In parallel with this, platooning allows much more efficient use of the road space: thanks to the shorter distance between vehicles, a platoon of three linked trucks has a length of only 80 meters.
In contrast to this, three trucks which are not electronically docked require a total of 150 meters of road space.

At the same time platooning makes road traffic much safer: while a human behind the wheel has a reaction time of 1.4 seconds, Highway Pilot Connect transmits braking signals to the vehicles behind in less than 0.1 seconds.
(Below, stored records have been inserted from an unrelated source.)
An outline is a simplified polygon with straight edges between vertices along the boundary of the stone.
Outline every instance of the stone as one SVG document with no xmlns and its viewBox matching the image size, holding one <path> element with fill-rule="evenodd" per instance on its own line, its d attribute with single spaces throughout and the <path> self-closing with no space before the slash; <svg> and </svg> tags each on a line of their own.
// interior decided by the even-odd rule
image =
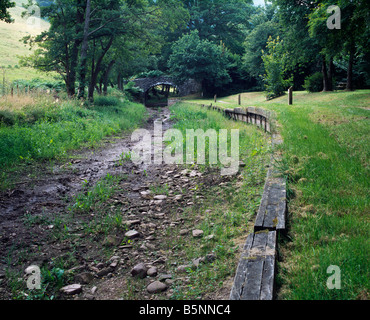
<svg viewBox="0 0 370 320">
<path fill-rule="evenodd" d="M 187 270 L 191 268 L 191 265 L 188 265 L 188 264 L 184 264 L 184 265 L 181 265 L 181 266 L 178 266 L 176 268 L 176 271 L 177 272 L 187 272 Z"/>
<path fill-rule="evenodd" d="M 94 275 L 90 272 L 82 272 L 76 274 L 75 281 L 82 284 L 88 284 L 94 279 Z"/>
<path fill-rule="evenodd" d="M 212 240 L 215 237 L 214 234 L 210 234 L 209 236 L 204 237 L 205 240 Z"/>
<path fill-rule="evenodd" d="M 140 237 L 140 233 L 137 232 L 136 230 L 130 230 L 125 233 L 125 237 L 129 239 L 134 239 Z"/>
<path fill-rule="evenodd" d="M 121 243 L 121 238 L 109 235 L 105 238 L 104 244 L 107 246 L 118 246 Z"/>
<path fill-rule="evenodd" d="M 195 229 L 192 231 L 192 234 L 194 238 L 200 238 L 203 236 L 203 230 Z"/>
<path fill-rule="evenodd" d="M 184 236 L 184 235 L 186 235 L 188 233 L 189 233 L 189 230 L 188 229 L 181 229 L 180 230 L 180 235 L 182 235 L 182 236 Z"/>
<path fill-rule="evenodd" d="M 205 256 L 206 262 L 213 262 L 216 260 L 216 255 L 214 253 L 209 253 Z"/>
<path fill-rule="evenodd" d="M 133 277 L 139 277 L 141 279 L 145 278 L 147 275 L 148 268 L 144 263 L 139 263 L 131 270 L 131 275 Z"/>
<path fill-rule="evenodd" d="M 147 286 L 147 291 L 149 293 L 159 293 L 167 289 L 167 285 L 160 281 L 154 281 Z"/>
<path fill-rule="evenodd" d="M 148 271 L 147 271 L 147 275 L 148 275 L 149 277 L 155 277 L 157 274 L 158 274 L 158 270 L 157 270 L 157 268 L 156 268 L 156 267 L 151 267 L 151 268 L 149 268 L 149 269 L 148 269 Z"/>
<path fill-rule="evenodd" d="M 152 196 L 152 192 L 150 191 L 150 190 L 148 190 L 148 191 L 141 191 L 140 192 L 140 195 L 141 195 L 141 197 L 142 198 L 144 198 L 144 199 L 151 199 L 153 196 Z"/>
<path fill-rule="evenodd" d="M 154 197 L 154 200 L 166 200 L 166 199 L 167 199 L 167 196 L 165 196 L 164 194 L 160 194 Z"/>
<path fill-rule="evenodd" d="M 161 274 L 161 275 L 158 277 L 158 280 L 159 280 L 159 281 L 163 281 L 163 280 L 166 280 L 166 279 L 172 279 L 172 275 L 167 274 L 167 273 L 163 273 L 163 274 Z"/>
<path fill-rule="evenodd" d="M 140 223 L 141 223 L 140 220 L 128 220 L 128 221 L 125 221 L 123 224 L 127 225 L 128 227 L 131 227 L 131 226 L 134 226 Z"/>
<path fill-rule="evenodd" d="M 108 273 L 110 273 L 112 271 L 111 268 L 104 268 L 104 269 L 101 269 L 98 273 L 97 273 L 97 276 L 98 277 L 104 277 L 106 276 Z"/>
<path fill-rule="evenodd" d="M 198 268 L 198 267 L 199 267 L 199 264 L 200 264 L 200 262 L 201 262 L 201 258 L 193 259 L 193 260 L 192 260 L 192 262 L 193 262 L 193 265 L 194 265 L 196 268 Z"/>
<path fill-rule="evenodd" d="M 82 286 L 79 283 L 70 284 L 61 288 L 60 291 L 67 295 L 78 294 L 82 292 Z"/>
</svg>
This considerably reduced reaction time can make a major contribution towards reducing rear-end collisions such as occur e.g. when encountering traffic jams on motorways. The smart, self-optimizing truck has the highest priority for us. Using connected communication between the truck and other vehicles and the surroundings, we can improve traffic flow and lower fuel consumption and emissions. At the same time intelligent trucks help to lower the number of traffic accidents. This is an important step on our way towards accident-free driving. —Sven Ennerst, Head of Truck Product Engineering & Global Procurement

The basis of Highway Pilot Connect is networking between vehicles and precise awareness of the surroundings. Highway Pilot Connect is a further development of the well-tried Highway Pilot system by Daimler Trucks. This system allows trucks to drive semi-autonomously, and has been under test since October 2015, in a standard Mercedes-Benz Actros operating on public roads in Germany.
The Highway Pilot was first presented in July 2014, in the Mercedes-Benz Future Truck 2025 study, followed by the very first public road authorization for an autonomously driving truck in May 2015, for the Freightliner Inspiration Truck (earlier post).
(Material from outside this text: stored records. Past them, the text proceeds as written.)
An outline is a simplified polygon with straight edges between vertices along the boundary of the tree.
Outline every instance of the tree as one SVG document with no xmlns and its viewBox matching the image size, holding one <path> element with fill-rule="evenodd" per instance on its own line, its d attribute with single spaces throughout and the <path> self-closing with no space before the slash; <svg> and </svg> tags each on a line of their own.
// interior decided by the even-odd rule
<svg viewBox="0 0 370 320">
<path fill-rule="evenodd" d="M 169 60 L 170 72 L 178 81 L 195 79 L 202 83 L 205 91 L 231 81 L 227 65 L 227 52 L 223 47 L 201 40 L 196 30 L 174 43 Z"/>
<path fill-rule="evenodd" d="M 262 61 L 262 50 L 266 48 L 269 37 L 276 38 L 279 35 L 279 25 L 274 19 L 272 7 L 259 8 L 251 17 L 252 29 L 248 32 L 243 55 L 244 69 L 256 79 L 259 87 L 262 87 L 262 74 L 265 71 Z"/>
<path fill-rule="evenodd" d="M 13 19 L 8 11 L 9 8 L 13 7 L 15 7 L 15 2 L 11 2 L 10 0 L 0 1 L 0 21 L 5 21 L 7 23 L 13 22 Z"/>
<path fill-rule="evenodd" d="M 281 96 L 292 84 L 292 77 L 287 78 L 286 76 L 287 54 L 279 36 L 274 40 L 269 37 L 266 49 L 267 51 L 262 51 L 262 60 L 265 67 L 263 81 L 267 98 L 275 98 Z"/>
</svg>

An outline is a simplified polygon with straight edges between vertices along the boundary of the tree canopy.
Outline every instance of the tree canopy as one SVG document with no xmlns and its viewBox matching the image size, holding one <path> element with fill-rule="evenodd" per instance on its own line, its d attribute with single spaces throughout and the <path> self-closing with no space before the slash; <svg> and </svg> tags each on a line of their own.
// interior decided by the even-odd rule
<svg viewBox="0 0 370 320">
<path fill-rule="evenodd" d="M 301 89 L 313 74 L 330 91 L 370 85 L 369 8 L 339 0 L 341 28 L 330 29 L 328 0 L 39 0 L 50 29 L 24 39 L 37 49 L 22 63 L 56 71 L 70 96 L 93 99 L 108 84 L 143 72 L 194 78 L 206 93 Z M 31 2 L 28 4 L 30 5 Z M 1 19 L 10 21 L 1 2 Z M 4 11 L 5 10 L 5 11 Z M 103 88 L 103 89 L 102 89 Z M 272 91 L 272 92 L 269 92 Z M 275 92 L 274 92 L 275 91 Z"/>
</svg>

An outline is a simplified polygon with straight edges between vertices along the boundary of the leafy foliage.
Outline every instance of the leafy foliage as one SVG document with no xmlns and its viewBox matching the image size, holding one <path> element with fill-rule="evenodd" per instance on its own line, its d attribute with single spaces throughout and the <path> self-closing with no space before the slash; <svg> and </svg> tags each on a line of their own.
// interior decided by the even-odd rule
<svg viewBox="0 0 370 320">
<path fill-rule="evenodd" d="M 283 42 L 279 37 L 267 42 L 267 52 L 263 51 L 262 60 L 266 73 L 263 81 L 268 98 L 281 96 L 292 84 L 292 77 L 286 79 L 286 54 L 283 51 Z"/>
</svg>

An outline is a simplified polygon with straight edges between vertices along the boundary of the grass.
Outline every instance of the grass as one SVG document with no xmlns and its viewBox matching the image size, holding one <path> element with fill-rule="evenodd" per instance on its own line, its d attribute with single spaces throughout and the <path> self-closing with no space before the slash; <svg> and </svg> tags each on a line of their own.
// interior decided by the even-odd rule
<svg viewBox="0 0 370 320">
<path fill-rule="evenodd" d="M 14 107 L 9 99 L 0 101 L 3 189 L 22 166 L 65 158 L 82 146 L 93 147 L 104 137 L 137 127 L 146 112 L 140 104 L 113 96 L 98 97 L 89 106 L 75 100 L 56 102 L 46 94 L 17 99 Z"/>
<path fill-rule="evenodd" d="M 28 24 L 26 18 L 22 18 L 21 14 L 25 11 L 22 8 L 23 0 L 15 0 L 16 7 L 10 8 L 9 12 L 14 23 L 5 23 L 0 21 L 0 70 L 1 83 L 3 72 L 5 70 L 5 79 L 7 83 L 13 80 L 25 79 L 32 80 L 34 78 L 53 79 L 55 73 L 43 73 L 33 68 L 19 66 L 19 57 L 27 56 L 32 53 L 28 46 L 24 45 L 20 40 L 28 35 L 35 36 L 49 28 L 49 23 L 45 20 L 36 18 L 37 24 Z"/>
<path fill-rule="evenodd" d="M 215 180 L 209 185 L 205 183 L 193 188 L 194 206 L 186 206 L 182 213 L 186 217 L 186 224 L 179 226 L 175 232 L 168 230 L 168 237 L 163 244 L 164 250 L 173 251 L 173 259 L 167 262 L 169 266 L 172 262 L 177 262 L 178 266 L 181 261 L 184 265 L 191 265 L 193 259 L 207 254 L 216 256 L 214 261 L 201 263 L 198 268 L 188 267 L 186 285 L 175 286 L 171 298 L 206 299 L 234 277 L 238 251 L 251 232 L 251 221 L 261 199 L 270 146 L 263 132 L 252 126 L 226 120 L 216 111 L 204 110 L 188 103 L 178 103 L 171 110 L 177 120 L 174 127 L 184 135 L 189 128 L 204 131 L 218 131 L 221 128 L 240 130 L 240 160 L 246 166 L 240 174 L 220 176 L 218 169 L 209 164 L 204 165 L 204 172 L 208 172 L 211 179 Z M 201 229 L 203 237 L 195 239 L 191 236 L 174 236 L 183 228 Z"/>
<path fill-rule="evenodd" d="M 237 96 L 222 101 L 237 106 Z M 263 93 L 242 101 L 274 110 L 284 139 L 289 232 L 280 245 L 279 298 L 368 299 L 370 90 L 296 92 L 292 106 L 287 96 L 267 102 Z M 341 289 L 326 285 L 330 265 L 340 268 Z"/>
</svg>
Compared to the Highway Pilot, Highway Pilot Connect has the additional technical function for electronic vehicle docking. Communication between vehicles is made possible by an onboard telematics platform. A specific V2V (vehicle-to-vehicle) communication module using a special WiFi standard reserved exclusively for automotive enables direct data transfer between the trucks. Highway Pilot Connect uses this for a constant exchange of information with other trucks and the environment.

Because of their technology, all the members of such a platoon continue to be autonomously driving trucks. They are able to maintain their direction independently of the vehicle ahead, and thanks to their combination of linear and lateral guidance, they can react to unexpected situations at any time. This also applies if other vehicles cut into or leave the platoon’s space. In this case the vehicle can smoothly disengage from the platoon and continue alone in autonomous mode. The driver does not need to intervene.

Docking three or more vehicles together becomes particularly interesting in countries with a corresponding infrastructure. In the USA or Australia, for example, trucks cover long distances without bridges and exit roads on highways crossing the entire continent.
Daimler Trucks is participating in the European Truck Platoon Challenge 2016 (EU TPC)—an initiative of the Netherlands during their ongoing EU presidency—with its three Mercedes-Benz Actros Highway Pilot Connect trucks.